In the first half of your Question, you want to end up with the result $\int_a^b f(x) dx = F(b)-F(a)$. So this means you are trying to prove something like the second part.

The "cancellation of $dt$" can actually be interpreted (while staying in the realm of e.g. Riemann integration, or for nice functions, the definition of an integral that you gave) as a theorem called change of variables ($F$ is the new variable), and usually comes after the proof of the FTC and so its use here would be circular. Therefore you should avoid this, but now you are stuck with $\int_a^b \frac{dF}{dt}(t) dt$, and when you apply (E1), its not clear to me how to obtain $\lim_{n \to \infty} \sum_{r=0}^{n}\dfrac{F(b)-F(a)}{n}$.

(In a chatroom, it was confirmed that OP was thinking of $dF(t)$ not as a Stieltjes type object, but rather as $dF$ where $F$ is a new variable; hence the alleged applicability of E1.)

For the second half of your Question, it seems you have also assumed the existence of an antiderivative $F$. In fact, the existence of an antiderivative is part of the FTC. Actually, the first part of the FTC shows that $I$ is differentiable, and is an antiderivative, i.e. $I'=f$. These two things are proven at the same time in Wikipedia.
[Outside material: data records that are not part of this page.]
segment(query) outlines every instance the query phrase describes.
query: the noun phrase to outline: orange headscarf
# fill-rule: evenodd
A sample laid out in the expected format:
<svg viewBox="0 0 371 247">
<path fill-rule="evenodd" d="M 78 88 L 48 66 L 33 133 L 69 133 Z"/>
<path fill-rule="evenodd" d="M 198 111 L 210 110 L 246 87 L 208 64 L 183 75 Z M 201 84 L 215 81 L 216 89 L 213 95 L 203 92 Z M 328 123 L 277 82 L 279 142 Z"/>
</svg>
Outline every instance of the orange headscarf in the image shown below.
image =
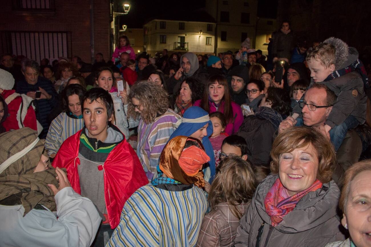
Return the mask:
<svg viewBox="0 0 371 247">
<path fill-rule="evenodd" d="M 197 142 L 201 148 L 193 146 L 183 150 L 187 140 Z M 195 143 L 196 144 L 196 143 Z M 183 136 L 169 141 L 160 157 L 160 169 L 169 178 L 184 184 L 205 186 L 202 166 L 210 160 L 198 139 Z"/>
</svg>

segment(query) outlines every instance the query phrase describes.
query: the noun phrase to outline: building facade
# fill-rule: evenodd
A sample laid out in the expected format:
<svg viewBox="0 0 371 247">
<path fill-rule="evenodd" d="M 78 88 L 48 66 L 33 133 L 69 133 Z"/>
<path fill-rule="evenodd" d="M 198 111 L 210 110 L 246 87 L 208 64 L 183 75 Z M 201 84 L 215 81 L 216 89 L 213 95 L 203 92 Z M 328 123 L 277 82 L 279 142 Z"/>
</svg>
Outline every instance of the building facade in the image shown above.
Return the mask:
<svg viewBox="0 0 371 247">
<path fill-rule="evenodd" d="M 144 47 L 154 56 L 169 52 L 211 54 L 214 50 L 215 23 L 155 19 L 144 24 Z"/>
<path fill-rule="evenodd" d="M 0 53 L 51 63 L 79 56 L 110 59 L 111 0 L 3 0 Z"/>
</svg>

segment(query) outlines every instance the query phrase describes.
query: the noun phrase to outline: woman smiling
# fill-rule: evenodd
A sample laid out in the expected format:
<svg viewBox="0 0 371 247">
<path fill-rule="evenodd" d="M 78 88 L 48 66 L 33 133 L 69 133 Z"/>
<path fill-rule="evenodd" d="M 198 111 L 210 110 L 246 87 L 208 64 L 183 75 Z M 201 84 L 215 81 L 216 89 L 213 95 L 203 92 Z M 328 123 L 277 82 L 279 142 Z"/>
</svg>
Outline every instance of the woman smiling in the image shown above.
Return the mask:
<svg viewBox="0 0 371 247">
<path fill-rule="evenodd" d="M 311 128 L 291 128 L 276 138 L 271 156 L 272 174 L 256 188 L 234 246 L 323 246 L 344 240 L 329 141 Z"/>
<path fill-rule="evenodd" d="M 222 76 L 211 76 L 206 84 L 201 100 L 194 103 L 210 113 L 220 111 L 227 121 L 225 131 L 229 135 L 235 134 L 243 121 L 243 116 L 240 106 L 231 99 L 227 80 Z"/>
</svg>

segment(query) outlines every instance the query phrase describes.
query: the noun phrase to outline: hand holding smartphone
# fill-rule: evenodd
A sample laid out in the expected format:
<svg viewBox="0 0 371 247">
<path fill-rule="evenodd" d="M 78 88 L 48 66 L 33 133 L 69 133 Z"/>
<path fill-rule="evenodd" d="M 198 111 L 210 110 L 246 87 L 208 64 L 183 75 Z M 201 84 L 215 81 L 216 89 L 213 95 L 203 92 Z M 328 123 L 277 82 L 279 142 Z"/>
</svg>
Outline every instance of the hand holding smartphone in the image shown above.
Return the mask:
<svg viewBox="0 0 371 247">
<path fill-rule="evenodd" d="M 40 99 L 41 97 L 41 91 L 36 91 L 35 94 L 35 98 L 36 99 Z"/>
<path fill-rule="evenodd" d="M 117 81 L 117 90 L 118 91 L 118 97 L 119 98 L 121 98 L 121 96 L 120 95 L 120 91 L 123 91 L 125 89 L 124 87 L 124 81 L 122 80 L 121 80 L 119 81 Z M 125 84 L 126 86 L 126 84 Z"/>
</svg>

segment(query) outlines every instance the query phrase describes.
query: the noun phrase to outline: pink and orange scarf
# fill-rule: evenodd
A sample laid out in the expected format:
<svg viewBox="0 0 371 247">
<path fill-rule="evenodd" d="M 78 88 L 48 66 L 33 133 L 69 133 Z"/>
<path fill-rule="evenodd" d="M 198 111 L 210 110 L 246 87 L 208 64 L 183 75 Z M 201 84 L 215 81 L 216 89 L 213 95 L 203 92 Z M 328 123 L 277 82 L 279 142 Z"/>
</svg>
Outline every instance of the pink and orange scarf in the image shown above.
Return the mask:
<svg viewBox="0 0 371 247">
<path fill-rule="evenodd" d="M 272 226 L 278 226 L 282 221 L 283 217 L 292 211 L 298 202 L 308 193 L 315 191 L 322 187 L 322 183 L 317 179 L 305 190 L 287 197 L 286 188 L 279 178 L 277 178 L 264 200 L 265 211 L 270 217 Z"/>
</svg>

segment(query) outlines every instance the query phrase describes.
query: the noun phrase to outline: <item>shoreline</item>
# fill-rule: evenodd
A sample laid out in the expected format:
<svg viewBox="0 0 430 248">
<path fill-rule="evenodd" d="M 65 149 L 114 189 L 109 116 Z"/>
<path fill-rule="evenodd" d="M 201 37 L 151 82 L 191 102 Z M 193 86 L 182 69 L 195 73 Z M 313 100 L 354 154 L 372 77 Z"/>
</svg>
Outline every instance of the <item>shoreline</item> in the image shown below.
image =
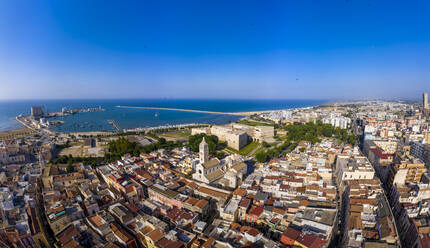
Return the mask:
<svg viewBox="0 0 430 248">
<path fill-rule="evenodd" d="M 207 110 L 194 110 L 194 109 L 178 109 L 178 108 L 163 108 L 163 107 L 138 107 L 138 106 L 122 106 L 117 105 L 116 108 L 131 108 L 131 109 L 148 109 L 148 110 L 167 110 L 167 111 L 180 111 L 180 112 L 194 112 L 194 113 L 206 113 L 206 114 L 216 114 L 216 115 L 232 115 L 237 117 L 246 118 L 253 114 L 261 114 L 261 113 L 269 113 L 274 111 L 294 111 L 298 109 L 306 109 L 306 108 L 313 108 L 321 106 L 322 104 L 315 105 L 315 106 L 307 106 L 307 107 L 298 107 L 298 108 L 286 108 L 286 109 L 274 109 L 274 110 L 261 110 L 261 111 L 245 111 L 245 112 L 217 112 L 217 111 L 207 111 Z M 21 120 L 19 120 L 18 117 L 14 118 L 15 121 L 17 121 L 19 124 L 21 124 L 24 127 L 28 127 L 23 123 Z M 213 125 L 209 123 L 183 123 L 183 124 L 172 124 L 172 125 L 160 125 L 160 126 L 153 126 L 153 127 L 136 127 L 136 128 L 129 128 L 129 129 L 123 129 L 123 132 L 139 132 L 139 131 L 151 131 L 151 130 L 157 130 L 157 129 L 165 129 L 165 128 L 175 128 L 175 127 L 189 127 L 189 126 L 195 126 L 195 125 Z M 34 128 L 30 127 L 34 130 Z M 17 128 L 19 129 L 19 128 Z M 9 129 L 1 132 L 7 132 L 7 131 L 13 131 L 17 129 Z M 117 133 L 117 131 L 110 131 L 110 130 L 92 130 L 92 131 L 74 131 L 74 132 L 58 132 L 53 131 L 52 129 L 49 129 L 50 132 L 58 133 L 58 134 L 85 134 L 85 133 Z"/>
<path fill-rule="evenodd" d="M 320 106 L 320 105 L 316 105 Z M 302 108 L 290 108 L 290 109 L 272 109 L 272 110 L 261 110 L 261 111 L 243 111 L 243 112 L 218 112 L 218 111 L 210 111 L 210 110 L 196 110 L 196 109 L 179 109 L 179 108 L 164 108 L 164 107 L 139 107 L 139 106 L 122 106 L 117 105 L 116 108 L 126 108 L 126 109 L 148 109 L 148 110 L 167 110 L 167 111 L 179 111 L 179 112 L 193 112 L 193 113 L 202 113 L 202 114 L 216 114 L 216 115 L 234 115 L 234 116 L 250 116 L 253 114 L 261 114 L 261 113 L 269 113 L 274 111 L 284 111 L 284 110 L 294 110 L 294 109 L 304 109 L 309 107 Z"/>
</svg>

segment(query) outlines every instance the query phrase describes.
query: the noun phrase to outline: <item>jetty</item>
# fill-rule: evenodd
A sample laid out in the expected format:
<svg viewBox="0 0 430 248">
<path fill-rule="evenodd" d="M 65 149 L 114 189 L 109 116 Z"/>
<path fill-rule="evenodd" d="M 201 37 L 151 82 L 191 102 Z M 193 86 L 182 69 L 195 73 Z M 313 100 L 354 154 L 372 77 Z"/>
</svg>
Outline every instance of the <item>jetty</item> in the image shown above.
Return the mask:
<svg viewBox="0 0 430 248">
<path fill-rule="evenodd" d="M 122 129 L 119 127 L 118 123 L 114 120 L 108 120 L 109 124 L 111 124 L 118 132 L 122 132 Z"/>
<path fill-rule="evenodd" d="M 270 112 L 268 111 L 258 111 L 258 112 L 217 112 L 208 110 L 196 110 L 196 109 L 178 109 L 178 108 L 161 108 L 161 107 L 136 107 L 136 106 L 115 106 L 117 108 L 130 108 L 130 109 L 151 109 L 151 110 L 170 110 L 170 111 L 182 111 L 182 112 L 193 112 L 202 114 L 215 114 L 215 115 L 235 115 L 235 116 L 248 116 L 256 113 Z"/>
</svg>

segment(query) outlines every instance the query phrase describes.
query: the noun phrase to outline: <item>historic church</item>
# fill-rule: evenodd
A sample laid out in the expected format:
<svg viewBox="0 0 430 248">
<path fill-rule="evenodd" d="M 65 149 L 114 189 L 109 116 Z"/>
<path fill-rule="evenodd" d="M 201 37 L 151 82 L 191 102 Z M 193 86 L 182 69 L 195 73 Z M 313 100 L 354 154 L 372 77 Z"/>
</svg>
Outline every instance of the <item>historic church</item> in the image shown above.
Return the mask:
<svg viewBox="0 0 430 248">
<path fill-rule="evenodd" d="M 230 155 L 223 160 L 219 160 L 218 158 L 212 158 L 209 160 L 209 146 L 206 143 L 205 138 L 203 138 L 199 145 L 199 161 L 196 164 L 193 179 L 211 184 L 224 179 L 227 171 L 230 172 L 229 174 L 234 172 L 234 174 L 240 176 L 240 179 L 242 179 L 243 175 L 246 174 L 246 169 L 246 164 L 243 163 L 241 156 L 237 154 Z M 230 186 L 230 184 L 231 183 L 229 182 L 226 186 Z M 236 178 L 234 180 L 234 184 L 236 184 Z"/>
</svg>

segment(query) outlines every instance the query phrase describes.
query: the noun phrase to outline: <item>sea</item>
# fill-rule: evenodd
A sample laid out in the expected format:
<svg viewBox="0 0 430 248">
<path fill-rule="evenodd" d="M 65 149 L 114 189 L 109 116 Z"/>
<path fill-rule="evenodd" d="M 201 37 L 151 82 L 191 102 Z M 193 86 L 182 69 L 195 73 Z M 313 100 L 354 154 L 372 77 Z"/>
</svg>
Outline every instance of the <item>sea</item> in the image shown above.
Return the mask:
<svg viewBox="0 0 430 248">
<path fill-rule="evenodd" d="M 93 99 L 93 100 L 0 100 L 0 131 L 23 128 L 13 118 L 29 115 L 31 106 L 43 106 L 45 112 L 59 112 L 63 107 L 98 108 L 105 111 L 77 113 L 65 117 L 63 125 L 53 127 L 57 132 L 113 131 L 108 120 L 114 120 L 122 129 L 149 128 L 178 124 L 225 124 L 240 116 L 194 113 L 172 110 L 117 108 L 116 106 L 162 107 L 206 110 L 214 112 L 248 112 L 280 110 L 316 106 L 327 100 L 201 100 L 201 99 Z"/>
</svg>

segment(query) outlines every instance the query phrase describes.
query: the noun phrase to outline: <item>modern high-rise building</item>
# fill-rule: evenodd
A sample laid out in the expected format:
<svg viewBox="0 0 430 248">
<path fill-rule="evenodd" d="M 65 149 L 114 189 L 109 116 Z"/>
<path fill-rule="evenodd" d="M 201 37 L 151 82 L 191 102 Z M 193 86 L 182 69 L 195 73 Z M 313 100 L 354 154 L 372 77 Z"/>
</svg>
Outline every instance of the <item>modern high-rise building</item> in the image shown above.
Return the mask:
<svg viewBox="0 0 430 248">
<path fill-rule="evenodd" d="M 423 108 L 429 108 L 429 95 L 426 92 L 423 93 Z"/>
</svg>

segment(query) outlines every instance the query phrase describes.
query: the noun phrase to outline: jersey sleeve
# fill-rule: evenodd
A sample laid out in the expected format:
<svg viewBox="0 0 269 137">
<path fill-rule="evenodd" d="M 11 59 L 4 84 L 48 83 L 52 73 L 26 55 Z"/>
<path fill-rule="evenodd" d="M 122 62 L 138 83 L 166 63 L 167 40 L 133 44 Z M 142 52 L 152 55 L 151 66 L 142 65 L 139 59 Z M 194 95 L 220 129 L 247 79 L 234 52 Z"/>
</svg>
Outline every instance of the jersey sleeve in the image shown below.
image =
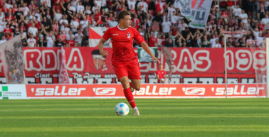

So I believe what you have shown is: assuming

• $(A)$ the second part of the FTC (this is the 'by the same reasoning' bit),
• $(B)$ that $I$ is differentiable, and
• $(C)$ that there is an antiderivative $F$,

then in fact $I(b)=F(b)-F(a)$ (and hence $I'=F'=f$). This is true:

$$I(b) \overset{\text{defn of }I}= \int_a^b f \overset{(C)}= \int_a^b F' \overset{(A)}= F(b)-F(a) \overset{(B)}\implies I'=F'=f.$$ But it is much less than the full FTC, which does not assume $(A)$, $(B)$ and $(C)$.

(See also the Corollary in wikipedia, which also has a nice short proof, but it requires the first part of the FTC; under your regularity assumptions, its the same as the second part of the FTC, so you can skip that proof.)